Significant breast cancer treatment advance reported
Researchers have discovered they can destroy breast cancer tissue more effectively by combining standard chemotherapy with tipifarnib, a farnesyltransferase inhibitor that shuts down molecular pathways involved in cancer. In a multicenter clinical trial reported in the July issue of the Journal of Clinical Oncology, women with locally advanced breast cancer received tipifarnib in addition to routine chemotherapy before undergoing surgery. Analysis of their breast tissue showed no signs of cancer in one-third of the patients—a result researchers called “extremely encouraging.”
Recycled medical devices raise concerns
To cut costs, many hospitals use reprocessed single-use medical devices, such as forceps and surgical blades. Reprocessing has become a big business, reaping $87 million in 2004. However, reprocessed single-use devices may not be safe, according to some experts. The Food and Drug Administration (FDA) has received 434 complaints about these devices since early 2004; 13 of them involved patient deaths. Device manufacturers can’t guarantee that their single-use devices will work properly when reused, and complain that they’re blamed when something goes wrong. However, reprocessors claim that when properly sterilized and reconditioned, the devices are safe and meet stringent FDA standards. As of August, reprocessors have been required to put their name on the devices and packaging, to help determine who’s at fault if an untoward event occurs.

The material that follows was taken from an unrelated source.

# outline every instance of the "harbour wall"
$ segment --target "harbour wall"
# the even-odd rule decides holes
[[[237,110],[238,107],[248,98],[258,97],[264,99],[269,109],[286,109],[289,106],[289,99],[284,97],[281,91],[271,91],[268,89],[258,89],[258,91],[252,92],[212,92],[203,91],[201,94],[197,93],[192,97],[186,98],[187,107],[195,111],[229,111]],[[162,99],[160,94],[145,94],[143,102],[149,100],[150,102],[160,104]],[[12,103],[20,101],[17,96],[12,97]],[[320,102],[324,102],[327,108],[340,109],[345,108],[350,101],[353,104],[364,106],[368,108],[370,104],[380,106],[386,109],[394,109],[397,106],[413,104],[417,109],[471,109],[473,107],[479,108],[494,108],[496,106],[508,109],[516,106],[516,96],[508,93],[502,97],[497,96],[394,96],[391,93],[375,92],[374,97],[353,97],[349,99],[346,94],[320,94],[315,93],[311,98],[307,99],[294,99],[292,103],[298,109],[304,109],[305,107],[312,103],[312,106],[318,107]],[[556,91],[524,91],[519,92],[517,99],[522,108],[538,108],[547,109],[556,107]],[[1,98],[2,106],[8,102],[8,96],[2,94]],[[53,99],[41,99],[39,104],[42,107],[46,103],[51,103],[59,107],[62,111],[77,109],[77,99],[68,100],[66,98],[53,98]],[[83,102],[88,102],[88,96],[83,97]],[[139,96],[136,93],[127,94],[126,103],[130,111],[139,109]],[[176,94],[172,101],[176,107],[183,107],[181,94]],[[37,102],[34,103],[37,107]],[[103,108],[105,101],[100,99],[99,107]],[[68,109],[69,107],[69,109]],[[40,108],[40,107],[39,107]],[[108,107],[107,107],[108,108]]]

Warning added to Nimotop labeling
Bayer Pharmaceuticals has added a boxed warning to the labeling of nimodipine (Nimotop), a calcium channel blocker used to improve neurologic outcome after subarachnoid hemorrhage. Available only in liquid-filled capsules, the drug is intended for oral use only. For patients unable to swallow, some nurses were preparing doses by extracting the capsule’s contents into a parenteral syringe and administering them through a gastric tube. However, in some cases the syringe contents were accidentally given I.V., causing cardiovascular collapse and deaths. The new warning instructs healthcare professionals not to administer Nimotop I.V. or by other parenteral routes. For patients unable to swallow capsules, the drug should be dispensed from a pharmacy in an oral syringe labeled “For oral use only” and given through a nasogastric or gastric tube, followed by 30 ml of normal saline solution.